On International Day of Human Rights, we criticize deportations as violations of human rights and violation the EU Charter of Fundamental Rights. We want to raise awareness of the issue and wake up the authorities. Because...

Universal Declaration of Human Rights: Article 3, Right to Freedom and Life
Everyone has the right to life, freedom and security of the person.

EU Charter of Fundamental Rights: Article 35 Health protection
Everyone has the right to access to preventive health care and medical care in accordance with national law and practice. A high level of health protection is ensured in defining and implementing Union policies and measures in all areas.

Basic Law Germany: Article 1 Human dignity
(1) Human dignity is inviolable. Respecting and protecting them is an obligation of all state violence. (2) The German people are therefore committed to inviolable and inalienable human rights as the basis of all human community, peace and justice in the world.

Gesundheitliche Auswirkungen von Abschiebungen

Deportations are a serious intervention in the health of those affected and usually also in their environment. Every deportation is violence, legitimized by the state.

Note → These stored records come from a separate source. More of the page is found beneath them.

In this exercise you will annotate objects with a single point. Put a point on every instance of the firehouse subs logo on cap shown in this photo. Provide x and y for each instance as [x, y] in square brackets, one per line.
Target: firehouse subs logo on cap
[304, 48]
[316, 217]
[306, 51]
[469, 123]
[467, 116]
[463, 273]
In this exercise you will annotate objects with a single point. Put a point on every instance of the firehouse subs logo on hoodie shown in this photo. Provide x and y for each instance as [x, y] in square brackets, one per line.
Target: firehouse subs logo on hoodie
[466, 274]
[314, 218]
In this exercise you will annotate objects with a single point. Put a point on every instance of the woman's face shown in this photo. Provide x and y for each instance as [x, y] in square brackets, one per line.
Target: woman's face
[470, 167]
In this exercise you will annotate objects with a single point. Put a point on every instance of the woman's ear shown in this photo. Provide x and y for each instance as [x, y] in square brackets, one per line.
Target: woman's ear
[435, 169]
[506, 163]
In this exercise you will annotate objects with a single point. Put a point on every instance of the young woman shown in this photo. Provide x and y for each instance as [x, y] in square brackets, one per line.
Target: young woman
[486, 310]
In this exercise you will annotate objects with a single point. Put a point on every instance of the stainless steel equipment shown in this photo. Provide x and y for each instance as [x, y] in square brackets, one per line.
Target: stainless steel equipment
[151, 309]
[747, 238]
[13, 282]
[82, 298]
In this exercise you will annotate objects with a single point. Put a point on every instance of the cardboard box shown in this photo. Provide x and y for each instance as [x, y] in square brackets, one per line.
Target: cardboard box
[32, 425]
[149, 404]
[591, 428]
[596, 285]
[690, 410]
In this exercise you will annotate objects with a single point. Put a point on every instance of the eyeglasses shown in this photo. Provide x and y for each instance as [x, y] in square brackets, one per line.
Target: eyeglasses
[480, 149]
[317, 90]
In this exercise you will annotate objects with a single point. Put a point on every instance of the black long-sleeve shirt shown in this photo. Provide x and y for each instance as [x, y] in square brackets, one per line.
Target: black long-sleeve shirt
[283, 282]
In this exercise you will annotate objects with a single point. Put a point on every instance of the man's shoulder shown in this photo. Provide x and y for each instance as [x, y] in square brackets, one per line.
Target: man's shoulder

Few people are aware of this fact in everyday life. We got used to the mostly small, scrawny news in our media: "Last night, the XY family or the rejected asylum seeker Z. was picked up by the police and taken back to their country by plane." The individual dramas, injuries, suffering, and deep despair that this act of state violence leaves, is nowhere recorded or studies made. Those affected must bear the consequences themselves.

Painful numbers

In 2018 there were approx. 24,000 deportations, approx. 40% in the Dublin procedure, e.g. to Italy, where the deportees mostly have to live from hand to mouth on the street, are exposed to unprotected violence (especially women) and generally do not receive any health treatment; or to Albania, the poor country of Europe, where they are mostly exposed to discrimination and an existential crisis; or also to the dangerous war country of Afghanistan, where they could fall into a deadly trap (756 people have been deported since 2016).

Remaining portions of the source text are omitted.